Handguns
Of the many weapons used during the Civil War, handguns proved to be the least desired. Rifles provided much greater accuracy and distance, and sabers and bayonets were much more effective during a charge or in close-quarters fighting. Noted Major Leonidas Scranton of the Second Michigan Cavalry: “Pistols are useless. I have known regiments that have been in the field over two years that have never used their pistols in action.”
For the average Union soldier, the issue was moot anyway. The government cheerfully handed out shoulder arms to all who needed them, but only cavalrymen and mounted light artillery were issued sidearms; everyone else had to provide their own.
Weapons fire was often wildly inaccurate due to the limitations of the weapons and the panic of the men. Some soldiers estimated it took a man's weight in lead to kill a single enemy. According to a Union munitions expert, it required 140 pounds of powder and 900 pounds of lead to kill each Confederate who was shot on the battlefield.
The Union purchased 370,000 handguns over the course of the Civil War. The most preferred were the Colt .44 caliber and .36 caliber six-shooters. They were well-made, reliable, and accurate weapons that packed a punch. The U.S. government bought about 12,000 Lefaucheux .41-caliber revolvers. By the end of the war, a great many sidearms had been given away, sold, sent home, or merely tossed aside by Union soldiers, who found them unnecessarily heavy and just plain unhelpful.

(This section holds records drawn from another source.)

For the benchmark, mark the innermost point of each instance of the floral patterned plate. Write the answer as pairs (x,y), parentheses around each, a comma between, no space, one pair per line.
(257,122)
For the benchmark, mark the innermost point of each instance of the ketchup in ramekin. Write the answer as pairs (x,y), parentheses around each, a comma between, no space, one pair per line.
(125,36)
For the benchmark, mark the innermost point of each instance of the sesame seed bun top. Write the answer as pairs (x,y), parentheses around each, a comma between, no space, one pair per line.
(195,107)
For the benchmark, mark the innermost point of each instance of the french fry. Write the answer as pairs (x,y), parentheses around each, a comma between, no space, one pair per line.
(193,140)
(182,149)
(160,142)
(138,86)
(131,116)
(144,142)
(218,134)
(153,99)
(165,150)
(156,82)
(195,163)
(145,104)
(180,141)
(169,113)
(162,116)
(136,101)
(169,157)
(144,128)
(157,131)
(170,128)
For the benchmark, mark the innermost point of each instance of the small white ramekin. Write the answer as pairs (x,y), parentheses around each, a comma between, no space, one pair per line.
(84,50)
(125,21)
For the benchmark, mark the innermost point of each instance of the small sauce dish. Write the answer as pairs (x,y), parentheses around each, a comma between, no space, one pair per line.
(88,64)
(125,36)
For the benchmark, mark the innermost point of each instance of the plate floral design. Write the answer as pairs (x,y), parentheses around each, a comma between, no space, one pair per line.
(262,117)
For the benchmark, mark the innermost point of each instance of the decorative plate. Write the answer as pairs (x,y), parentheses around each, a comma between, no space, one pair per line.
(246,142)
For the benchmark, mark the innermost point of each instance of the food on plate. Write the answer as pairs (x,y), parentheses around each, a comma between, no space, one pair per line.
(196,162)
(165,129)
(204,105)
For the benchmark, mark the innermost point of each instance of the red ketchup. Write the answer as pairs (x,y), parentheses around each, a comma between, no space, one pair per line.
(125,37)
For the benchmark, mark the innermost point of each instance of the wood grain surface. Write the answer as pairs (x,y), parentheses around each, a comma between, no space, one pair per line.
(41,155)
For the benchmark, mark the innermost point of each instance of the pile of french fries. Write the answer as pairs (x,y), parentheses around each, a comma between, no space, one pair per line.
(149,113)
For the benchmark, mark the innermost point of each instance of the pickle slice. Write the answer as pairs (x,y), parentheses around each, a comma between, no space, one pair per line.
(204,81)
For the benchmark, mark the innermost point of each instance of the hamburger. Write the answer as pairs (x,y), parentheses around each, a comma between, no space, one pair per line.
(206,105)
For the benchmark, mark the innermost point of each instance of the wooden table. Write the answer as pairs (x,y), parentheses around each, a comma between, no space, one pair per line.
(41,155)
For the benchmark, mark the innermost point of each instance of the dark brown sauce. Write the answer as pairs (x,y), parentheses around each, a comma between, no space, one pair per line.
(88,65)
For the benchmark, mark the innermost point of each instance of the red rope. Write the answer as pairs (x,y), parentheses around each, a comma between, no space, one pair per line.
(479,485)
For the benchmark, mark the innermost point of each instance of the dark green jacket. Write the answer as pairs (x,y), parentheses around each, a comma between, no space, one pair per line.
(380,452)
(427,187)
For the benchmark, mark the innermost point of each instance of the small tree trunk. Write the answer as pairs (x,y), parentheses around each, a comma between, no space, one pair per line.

Southern cavalrymen preferred sidearms because they were lightweight and extremely accurate at short range. Limited supplies prompted Secretary of War Benjamin to order that handguns be taken away from the infantry and given to the cavalry, which needed them more.
The handguns that were used to arm Confederate soldiers came from a multitude of sources, including Southern manufacturers, seized arsenals, fallen soldiers in the battlefield, foreign manufacturers, and private donations from Confederate citizens. The preferred Adams & Deane and the Kerr revolvers were manufactured by the London Armoury Company, the largest single producer of handguns imported into the South.